Acute Limb Ischemia

acute limb ischemia

Acute limb ischemia is a sudden decrease in limb perfusion that can potentially threaten limb viability, in patients presenting within 2 weeks of symptom onset (it is considered chronic if more than 2 weeks have passed). The common causes of limb ischemia are:

  • Arterial embolism (80% of cases)
  • Thrombus (usually from site of atherosclerotic plaque)
  • Arterial trauma (e.g., after interventional catheterization procedures)

The symptoms can come on over a period of hours or days. It is important to recognize this condition, in order to improve the chance of limb preservation. Acute limb ischemia is characterized by the 6 P’s:

  • Pain
  • Paresthesia
  • Polar/Poikylothermia (affected extremity is cool on palpation)
  • Pallor
  • Paralysis
  • Pulselessness

If no pulse is palpable, then assessment of perfusion with a Doppler ultrasound is the next step. Note that acutely ischemic limbs may not always appear pale; the extremity may progress to a blue or mottled appearance as the ischemia continues. The most reliable symptoms are paresthesias, which will progress to complete loss of sensation, and paralysis, which may indicate the limb is no longer viable.

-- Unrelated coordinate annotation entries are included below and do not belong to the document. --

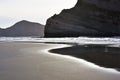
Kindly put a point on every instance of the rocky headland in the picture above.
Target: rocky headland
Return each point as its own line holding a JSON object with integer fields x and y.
{"x": 93, "y": 18}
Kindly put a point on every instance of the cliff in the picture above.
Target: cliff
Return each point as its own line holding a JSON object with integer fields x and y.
{"x": 93, "y": 18}
{"x": 24, "y": 29}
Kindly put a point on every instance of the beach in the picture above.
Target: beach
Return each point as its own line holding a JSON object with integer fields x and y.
{"x": 32, "y": 61}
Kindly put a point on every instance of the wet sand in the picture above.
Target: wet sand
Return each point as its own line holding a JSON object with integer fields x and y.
{"x": 102, "y": 55}
{"x": 32, "y": 61}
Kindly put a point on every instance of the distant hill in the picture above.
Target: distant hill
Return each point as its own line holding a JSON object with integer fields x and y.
{"x": 24, "y": 29}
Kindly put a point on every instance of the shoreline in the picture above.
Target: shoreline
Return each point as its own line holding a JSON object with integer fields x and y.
{"x": 101, "y": 55}
{"x": 32, "y": 61}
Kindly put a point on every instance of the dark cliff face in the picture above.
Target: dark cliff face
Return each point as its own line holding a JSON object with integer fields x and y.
{"x": 24, "y": 29}
{"x": 99, "y": 18}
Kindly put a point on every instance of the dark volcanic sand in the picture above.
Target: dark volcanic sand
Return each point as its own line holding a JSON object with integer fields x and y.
{"x": 98, "y": 54}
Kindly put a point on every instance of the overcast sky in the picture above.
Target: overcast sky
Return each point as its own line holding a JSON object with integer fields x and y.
{"x": 12, "y": 11}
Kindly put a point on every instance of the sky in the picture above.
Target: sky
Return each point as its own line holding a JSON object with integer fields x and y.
{"x": 12, "y": 11}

Once acute limb ischemia is identified, intravenous heparin is administered. Surgical or endovascular revascularization is the definitive treatment for acute limb ischemia, though these interventions should be performed within 6 hours of symptom onset to improve the probability of limb salvage.

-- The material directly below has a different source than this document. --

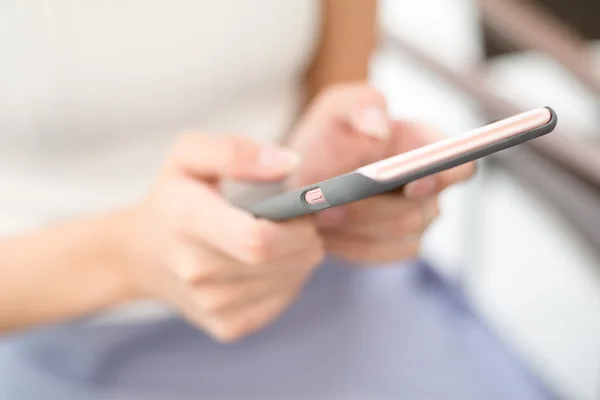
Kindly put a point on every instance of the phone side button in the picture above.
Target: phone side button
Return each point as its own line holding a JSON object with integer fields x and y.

  • Callum K and Bradbury A. 2000. ABC of arterial and venous disease: acute limb ischemia. British Medical Journal; 320:764.
  • Creager MA, Kaufman JA, and Conte MS. 2012. Acute limb ischemia. New England Journal of Medicine; 366:2198.
  • Mitchell ME, Mohler III ER, and Carpenter JP. Acute arterial occlusion of the lower extremities (acute limb ischemia). In: Uptodate (Eds: Clement DL, Hoekstra J, and Collins KA). Accessed 2013.08.24.